The last plenary had Michael Teper speaking about Large-N QCD using old-fashioned OHP slides. N=&infinity; QCD is a theoretical laboratory for ideas about QCD, both because it turns out that as far as the N-dependence of observables is concerned, N=3 is close to N=&infinity;, and because at N=&infinity;, quenched QCD is full QCD, because fermion loops are infinitely suppressed by their colour factors; also, resonances become infinitely narrow as N goes towards infinity, allowing accurate measurements of e.g. the ρ mass, which turn out to be quite close to the real world at N=&infinity;.
This was followed by Hermann Krebs's talk about nuclear effective theories on the lattice. The lattice as a regulator is of course not unique to gauge theories, and nuclear theorists are now performing simulations of effective theories of pions and nucleons to determine the properties of light nuclei and nuclear matter from first principles. The low-energy constants can be either fitted to experiment by giving up an a number of predictions, or can be taken from lattice QCD (once they are determined accurately enough) for a truly first-principles treatment of nuclear physics.
After the end of the session, there was an announcement of the Les Houches Summer School on Lattice QCD in 2009. Then Kostas Orginos thanked the support staff and volunteers, before handing over to the representative of the Lattice 2009 organising committee, who thanked Kostas and his team. Everybody got their well-deserved applause, and then the lattice community was invited to come to Beijing for the Lattice 2009 conference, which is to be held July 26-31, 2009. It was also announced that Lattice 2010 will be held at a yet-to-be-determined location in Europe. And then the conference was over, and everybody said their goodbyes before leaving.

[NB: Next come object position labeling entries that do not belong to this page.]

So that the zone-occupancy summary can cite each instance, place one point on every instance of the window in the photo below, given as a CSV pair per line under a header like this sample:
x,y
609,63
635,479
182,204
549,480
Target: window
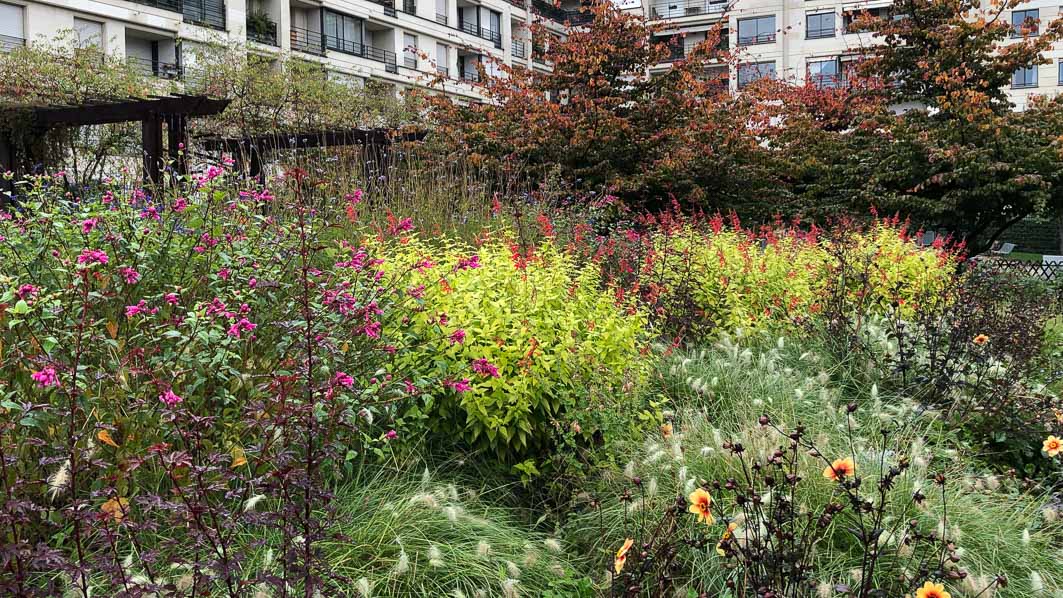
x,y
850,18
1025,78
409,50
11,27
825,74
343,33
1024,22
821,24
89,33
442,58
757,30
754,71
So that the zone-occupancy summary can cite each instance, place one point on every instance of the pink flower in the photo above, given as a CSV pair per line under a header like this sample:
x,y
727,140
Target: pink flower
x,y
169,397
458,386
46,378
131,276
243,325
486,368
93,256
26,291
470,262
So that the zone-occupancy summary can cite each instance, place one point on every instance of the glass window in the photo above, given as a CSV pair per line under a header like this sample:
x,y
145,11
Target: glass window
x,y
1024,21
1025,78
821,24
89,33
825,73
756,30
753,71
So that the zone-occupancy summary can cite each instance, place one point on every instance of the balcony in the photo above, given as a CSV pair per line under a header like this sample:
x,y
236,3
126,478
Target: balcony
x,y
262,30
680,9
358,49
308,41
149,67
9,43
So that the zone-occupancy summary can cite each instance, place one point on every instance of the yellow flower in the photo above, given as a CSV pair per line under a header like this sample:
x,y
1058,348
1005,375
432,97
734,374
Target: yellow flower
x,y
701,505
667,429
730,530
116,509
931,590
622,554
104,437
841,468
1052,446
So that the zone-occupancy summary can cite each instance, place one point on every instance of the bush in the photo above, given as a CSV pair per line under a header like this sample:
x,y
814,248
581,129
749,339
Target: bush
x,y
551,351
720,395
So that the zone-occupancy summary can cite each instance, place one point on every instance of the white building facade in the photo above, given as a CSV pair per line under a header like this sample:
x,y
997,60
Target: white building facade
x,y
406,43
810,40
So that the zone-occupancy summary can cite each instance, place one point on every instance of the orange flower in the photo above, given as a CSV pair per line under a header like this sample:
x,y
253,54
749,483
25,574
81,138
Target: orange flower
x,y
931,590
618,563
730,531
667,430
701,502
1052,446
841,468
104,437
116,509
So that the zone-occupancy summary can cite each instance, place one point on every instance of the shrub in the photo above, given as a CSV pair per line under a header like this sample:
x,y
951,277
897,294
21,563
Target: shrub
x,y
549,347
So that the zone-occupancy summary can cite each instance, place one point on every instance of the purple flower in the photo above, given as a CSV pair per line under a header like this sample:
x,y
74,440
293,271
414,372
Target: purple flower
x,y
484,366
46,378
169,397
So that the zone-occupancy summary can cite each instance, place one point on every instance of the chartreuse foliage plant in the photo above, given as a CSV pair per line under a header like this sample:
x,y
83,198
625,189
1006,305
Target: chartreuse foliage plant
x,y
532,345
730,400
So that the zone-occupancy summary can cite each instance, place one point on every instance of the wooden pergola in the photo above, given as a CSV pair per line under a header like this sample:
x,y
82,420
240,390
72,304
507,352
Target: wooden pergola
x,y
173,110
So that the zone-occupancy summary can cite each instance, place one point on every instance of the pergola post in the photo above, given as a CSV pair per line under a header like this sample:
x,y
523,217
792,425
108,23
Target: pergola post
x,y
152,132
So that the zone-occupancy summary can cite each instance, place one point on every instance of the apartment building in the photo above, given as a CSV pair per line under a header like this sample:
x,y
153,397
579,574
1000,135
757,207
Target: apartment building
x,y
405,43
811,40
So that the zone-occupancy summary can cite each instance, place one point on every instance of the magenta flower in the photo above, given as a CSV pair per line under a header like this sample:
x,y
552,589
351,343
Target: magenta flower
x,y
485,368
243,325
26,292
46,378
93,256
169,397
457,336
131,276
458,386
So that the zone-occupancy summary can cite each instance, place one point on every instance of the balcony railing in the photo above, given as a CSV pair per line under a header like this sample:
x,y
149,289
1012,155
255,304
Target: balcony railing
x,y
9,43
679,9
149,67
208,13
357,49
389,7
483,33
306,40
263,32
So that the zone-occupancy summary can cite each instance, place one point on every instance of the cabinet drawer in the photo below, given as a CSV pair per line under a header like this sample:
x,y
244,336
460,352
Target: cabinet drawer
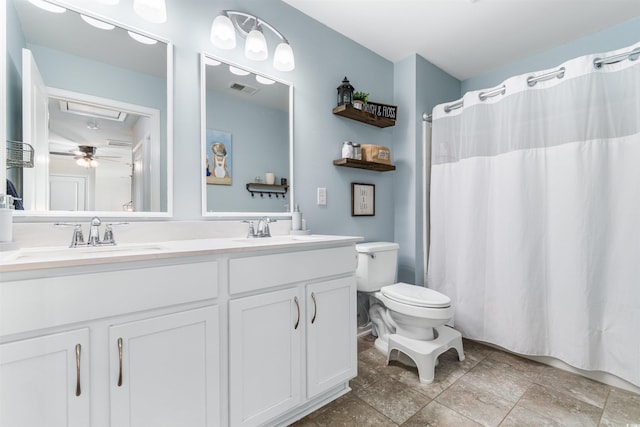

Since my flight only left the next day, I took the opportunity to visit the "Colonial Williamsburg" open-air museum, which I liked a lot better than the Jamestown one, largely because the colonials/locals just went quietly about their business without too much show or spectacle, which I thought gave one a much better impression of what life in the American colonies might have been like.
My flight back went fine, but I didn't get to post the last two summaries earlier.